Many small changes in a person's DNA that don't change proteins are found in ENCODE-mapped functional areas. This number is at least as big as changes found in protein-making genes.
Small DNA changes linked to diseases are often found in these non-coding functional areas. In many cases, the disease can be linked to a specific cell type or protein that controls genes.

The most surprising discovery was that a much larger part of human DNA is biologically active than anyone thought before. The ENCODE team reported that they found functions for over 80% of the genome. Much of this active DNA is involved in controlling how much protein-making DNA (which is less than 1% of the genome) is used.

Some of the most important new parts of this "encyclopedia" include:

A full map of "DNase 1 hypersensitive sites." These are like open doors in the DNA, showing where control elements are. They found almost 3 million of these sites.
A list of short DNA sequences that certain proteins recognize and bind to. They found about 8.4 million such sequences.
A first look at the complex network of human proteins that control genes. This network is very complicated, with different levels of control and many feedback loops.
A measurement of how much of the human genome can be copied into RNA. This was estimated to be over 75% of the total DNA, much higher than earlier guesses. The project also started to describe the types of RNA made in different places.

Other Related Projects

As the ENCODE project continued, it became involved with other projects that have similar goals.

modENCODE project

The MODel organism ENCyclopedia Of DNA Elements (modENCODE) project is like a spin-off of the original ENCODE project. It focuses on finding functional parts in the DNA of specific model organisms, like fruit flies (Drosophila melanogaster) and tiny worms (Caenorhabditis elegans). Studying these simpler organisms helps scientists test and confirm what they find in human DNA. It's often easier to do experiments on these animals than on humans. This project finished its work in 2012.

modERN

modERN, which stands for "model organism encyclopedia of regulatory networks," grew out of the modENCODE project. It focuses on finding more places where proteins that control genes bind in worms and flies. This project started around the same time as ENCODE's Phase III.
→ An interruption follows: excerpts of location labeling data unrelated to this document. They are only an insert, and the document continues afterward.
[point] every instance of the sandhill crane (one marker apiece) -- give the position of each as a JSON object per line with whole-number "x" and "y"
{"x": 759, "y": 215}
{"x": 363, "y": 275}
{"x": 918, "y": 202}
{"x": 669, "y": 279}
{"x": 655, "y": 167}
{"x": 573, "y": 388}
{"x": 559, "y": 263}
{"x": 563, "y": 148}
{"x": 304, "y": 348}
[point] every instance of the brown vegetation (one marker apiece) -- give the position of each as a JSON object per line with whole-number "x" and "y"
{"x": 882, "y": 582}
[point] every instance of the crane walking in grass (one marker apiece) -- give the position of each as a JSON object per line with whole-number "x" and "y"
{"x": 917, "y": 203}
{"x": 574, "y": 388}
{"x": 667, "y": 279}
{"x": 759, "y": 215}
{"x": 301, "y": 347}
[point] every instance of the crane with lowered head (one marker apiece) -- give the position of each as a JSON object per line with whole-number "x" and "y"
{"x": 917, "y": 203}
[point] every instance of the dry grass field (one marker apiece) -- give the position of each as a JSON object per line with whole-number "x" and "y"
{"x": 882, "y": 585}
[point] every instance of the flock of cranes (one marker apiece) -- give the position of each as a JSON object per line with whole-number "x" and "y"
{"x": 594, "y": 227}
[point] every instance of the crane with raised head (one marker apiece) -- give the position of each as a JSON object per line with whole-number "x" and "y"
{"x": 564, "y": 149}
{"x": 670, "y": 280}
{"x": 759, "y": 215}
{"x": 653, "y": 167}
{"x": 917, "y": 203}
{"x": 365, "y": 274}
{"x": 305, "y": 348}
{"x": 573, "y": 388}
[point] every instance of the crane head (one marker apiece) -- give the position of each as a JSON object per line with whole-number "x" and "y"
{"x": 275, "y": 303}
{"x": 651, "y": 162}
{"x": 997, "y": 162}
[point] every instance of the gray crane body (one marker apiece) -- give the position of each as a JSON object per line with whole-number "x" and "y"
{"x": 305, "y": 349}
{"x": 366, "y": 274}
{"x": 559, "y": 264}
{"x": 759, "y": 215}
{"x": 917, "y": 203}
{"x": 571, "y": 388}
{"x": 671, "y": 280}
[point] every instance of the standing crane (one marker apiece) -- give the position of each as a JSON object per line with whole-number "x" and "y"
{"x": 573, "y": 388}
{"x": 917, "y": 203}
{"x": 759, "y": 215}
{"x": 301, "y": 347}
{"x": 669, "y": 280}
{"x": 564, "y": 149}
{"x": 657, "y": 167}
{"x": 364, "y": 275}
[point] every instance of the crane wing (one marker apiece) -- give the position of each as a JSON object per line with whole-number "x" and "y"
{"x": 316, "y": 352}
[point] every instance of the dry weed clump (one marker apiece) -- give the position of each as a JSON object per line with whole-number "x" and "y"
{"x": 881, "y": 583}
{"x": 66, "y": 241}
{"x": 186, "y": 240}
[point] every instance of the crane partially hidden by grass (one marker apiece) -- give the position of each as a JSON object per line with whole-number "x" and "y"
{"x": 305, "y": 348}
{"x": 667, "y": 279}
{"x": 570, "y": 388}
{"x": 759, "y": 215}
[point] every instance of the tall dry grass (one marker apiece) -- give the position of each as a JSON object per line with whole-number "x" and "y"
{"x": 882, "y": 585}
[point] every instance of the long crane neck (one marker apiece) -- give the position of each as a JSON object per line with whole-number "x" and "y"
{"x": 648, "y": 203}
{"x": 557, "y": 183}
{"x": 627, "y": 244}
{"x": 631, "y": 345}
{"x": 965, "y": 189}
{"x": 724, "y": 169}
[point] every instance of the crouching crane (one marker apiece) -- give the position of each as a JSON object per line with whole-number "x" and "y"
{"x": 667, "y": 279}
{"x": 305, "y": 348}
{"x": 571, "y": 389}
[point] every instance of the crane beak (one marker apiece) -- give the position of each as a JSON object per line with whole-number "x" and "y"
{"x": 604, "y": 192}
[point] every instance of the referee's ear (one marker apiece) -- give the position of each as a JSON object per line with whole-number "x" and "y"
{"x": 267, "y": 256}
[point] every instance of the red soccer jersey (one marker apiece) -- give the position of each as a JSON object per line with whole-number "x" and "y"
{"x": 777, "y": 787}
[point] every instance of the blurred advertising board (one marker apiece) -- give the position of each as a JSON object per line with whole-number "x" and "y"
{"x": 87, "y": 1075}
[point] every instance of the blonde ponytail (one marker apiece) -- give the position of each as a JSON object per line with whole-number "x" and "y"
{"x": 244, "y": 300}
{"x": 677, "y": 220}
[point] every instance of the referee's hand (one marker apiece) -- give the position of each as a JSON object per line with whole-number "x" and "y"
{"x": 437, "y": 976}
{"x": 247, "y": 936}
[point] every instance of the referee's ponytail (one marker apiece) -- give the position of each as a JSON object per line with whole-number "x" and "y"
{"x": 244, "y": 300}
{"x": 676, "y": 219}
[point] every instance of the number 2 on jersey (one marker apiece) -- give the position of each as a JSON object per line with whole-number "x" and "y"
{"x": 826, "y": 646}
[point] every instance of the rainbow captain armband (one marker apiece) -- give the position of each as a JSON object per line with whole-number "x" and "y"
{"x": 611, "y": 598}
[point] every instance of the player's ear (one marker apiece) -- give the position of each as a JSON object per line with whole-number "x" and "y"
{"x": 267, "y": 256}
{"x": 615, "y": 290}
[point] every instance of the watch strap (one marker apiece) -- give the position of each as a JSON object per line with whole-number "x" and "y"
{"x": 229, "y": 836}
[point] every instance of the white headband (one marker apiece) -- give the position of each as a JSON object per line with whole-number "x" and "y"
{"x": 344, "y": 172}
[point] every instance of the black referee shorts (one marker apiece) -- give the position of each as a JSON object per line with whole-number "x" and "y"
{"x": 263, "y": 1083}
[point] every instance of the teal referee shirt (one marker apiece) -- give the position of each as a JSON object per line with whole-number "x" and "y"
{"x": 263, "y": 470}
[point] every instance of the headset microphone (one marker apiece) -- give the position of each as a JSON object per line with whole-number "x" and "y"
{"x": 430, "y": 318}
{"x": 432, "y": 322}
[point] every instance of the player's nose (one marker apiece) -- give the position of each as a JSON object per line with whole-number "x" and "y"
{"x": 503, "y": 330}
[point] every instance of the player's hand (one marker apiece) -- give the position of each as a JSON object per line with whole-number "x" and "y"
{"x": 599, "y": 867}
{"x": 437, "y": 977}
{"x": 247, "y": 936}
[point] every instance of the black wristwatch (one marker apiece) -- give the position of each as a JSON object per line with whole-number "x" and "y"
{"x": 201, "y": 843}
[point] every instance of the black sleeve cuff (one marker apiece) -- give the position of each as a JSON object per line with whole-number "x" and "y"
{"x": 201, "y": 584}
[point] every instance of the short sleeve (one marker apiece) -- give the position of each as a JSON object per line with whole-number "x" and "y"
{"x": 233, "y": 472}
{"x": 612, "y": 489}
Genomics of Gene Regulation

In early 2015, the NIH started the Genomics of Gene Regulation (GGR) program. This program aims to study how gene networks and pathways work in different body systems. The goal is to better understand how genes are controlled. Even though ENCODE and GGR are separate, the ENCODE data center helps host GGR's information.

Roadmap

In 2008, NIH began the Roadmap Epigenomics Mapping Consortium. Its goal was to create a public collection of human "epigenomic" data. This data helps us understand how genes are controlled without changing the DNA sequence itself. In 2015, they released a big article that showed how they combined information from 127 different human epigenomes. Some of these were part of the ENCODE project.

fruitENCODE project

The fruitENCODE project is a plant version of ENCODE. It aims to collect data on DNA changes, protein modifications, and gene activity in different types of fleshy fruits as they ripen. This helps scientists understand how fruits develop.

FactorBook

The information about where proteins that control genes bind, which was found by the ENCODE project, is available online in a place called FactorBook. Factorbook.org is like a Wiki-based database for this kind of data. The first version of Factorbook included:

Information from 457 experiments on 119 different gene-controlling proteins in human cells.
Details about how special proteins called histones are changed around these binding areas.
Patterns in the DNA sequences found in these areas.